The Southwest Airline Pilots Association (SWAPA), the airline's pilots' union, adamantly denied that there was any kind of walkout or job action taking place.
"I can say with certainty that there are no work slowdowns or sickouts either related to the recent mandatory vaccine mandate or otherwise," members of SWAPA leadership wrote in a statement on Sunday, echoing a Saturday statement in which the union said "we can say with confidence that our Pilots are not participating in any official or unofficial job actions."
Notably, according to SWAPA president Casey Murray, there was no increase in pilots calling out sick over the weekend.
"The sick call rate over the weekend was no different than it has been since June and the pilots actually picked up open flying as well," Amy Robinson, a spokesperson for SWAPA, told TPG on Monday.
Still, SWAPA asked a federal court last week to temporarily block the vaccine mandate, arguing that the airline decided to implement it without required talks with the union.

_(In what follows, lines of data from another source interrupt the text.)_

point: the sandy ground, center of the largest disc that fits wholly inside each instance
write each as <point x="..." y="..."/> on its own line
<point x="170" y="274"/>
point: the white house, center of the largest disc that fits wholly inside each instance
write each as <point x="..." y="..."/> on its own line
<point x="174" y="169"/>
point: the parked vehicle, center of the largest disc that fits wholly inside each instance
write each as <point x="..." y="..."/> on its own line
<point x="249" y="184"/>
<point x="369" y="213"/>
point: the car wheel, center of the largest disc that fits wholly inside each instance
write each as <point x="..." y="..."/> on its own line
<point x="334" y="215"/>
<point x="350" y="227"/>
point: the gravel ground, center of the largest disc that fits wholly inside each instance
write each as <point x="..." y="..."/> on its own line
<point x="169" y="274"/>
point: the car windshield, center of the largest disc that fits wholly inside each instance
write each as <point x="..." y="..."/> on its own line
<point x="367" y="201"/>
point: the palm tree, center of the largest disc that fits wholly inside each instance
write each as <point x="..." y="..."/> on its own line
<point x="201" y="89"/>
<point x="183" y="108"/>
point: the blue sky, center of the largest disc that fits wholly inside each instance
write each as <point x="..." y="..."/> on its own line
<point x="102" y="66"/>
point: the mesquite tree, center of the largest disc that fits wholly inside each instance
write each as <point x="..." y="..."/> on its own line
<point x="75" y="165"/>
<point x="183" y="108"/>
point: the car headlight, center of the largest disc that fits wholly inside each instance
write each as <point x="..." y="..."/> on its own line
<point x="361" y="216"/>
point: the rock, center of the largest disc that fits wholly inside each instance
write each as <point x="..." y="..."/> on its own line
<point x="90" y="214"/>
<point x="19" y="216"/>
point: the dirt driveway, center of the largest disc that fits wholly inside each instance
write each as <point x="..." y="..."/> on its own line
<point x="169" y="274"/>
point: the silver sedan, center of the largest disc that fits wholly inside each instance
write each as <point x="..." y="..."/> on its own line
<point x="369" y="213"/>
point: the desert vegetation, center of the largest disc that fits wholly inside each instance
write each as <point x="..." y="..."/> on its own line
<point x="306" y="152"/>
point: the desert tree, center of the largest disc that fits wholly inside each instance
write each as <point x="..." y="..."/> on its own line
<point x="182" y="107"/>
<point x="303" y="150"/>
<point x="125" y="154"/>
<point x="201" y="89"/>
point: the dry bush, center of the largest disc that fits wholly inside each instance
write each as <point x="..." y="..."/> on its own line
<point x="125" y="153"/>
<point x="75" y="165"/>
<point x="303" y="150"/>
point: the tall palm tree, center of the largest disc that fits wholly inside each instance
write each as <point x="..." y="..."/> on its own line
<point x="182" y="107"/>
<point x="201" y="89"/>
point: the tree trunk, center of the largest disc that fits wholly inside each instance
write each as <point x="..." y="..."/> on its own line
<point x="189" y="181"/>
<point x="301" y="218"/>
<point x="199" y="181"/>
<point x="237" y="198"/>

Southwest's latest schedule meltdown was remarkably similar to the one experienced by Spirit Airlines in August, when the airline was forced to cancel more than 2,000 flights as it tried to reset its network following a similar disruption.
In that case, as in the current Southwest incident, it was the tight staffing with no slack, coupled with a chain-reaction of events, and a point-to-point network making it difficult to get operations back on track, that caused the airline to suffer the catastrophic disruption while other airlines were hardly affected.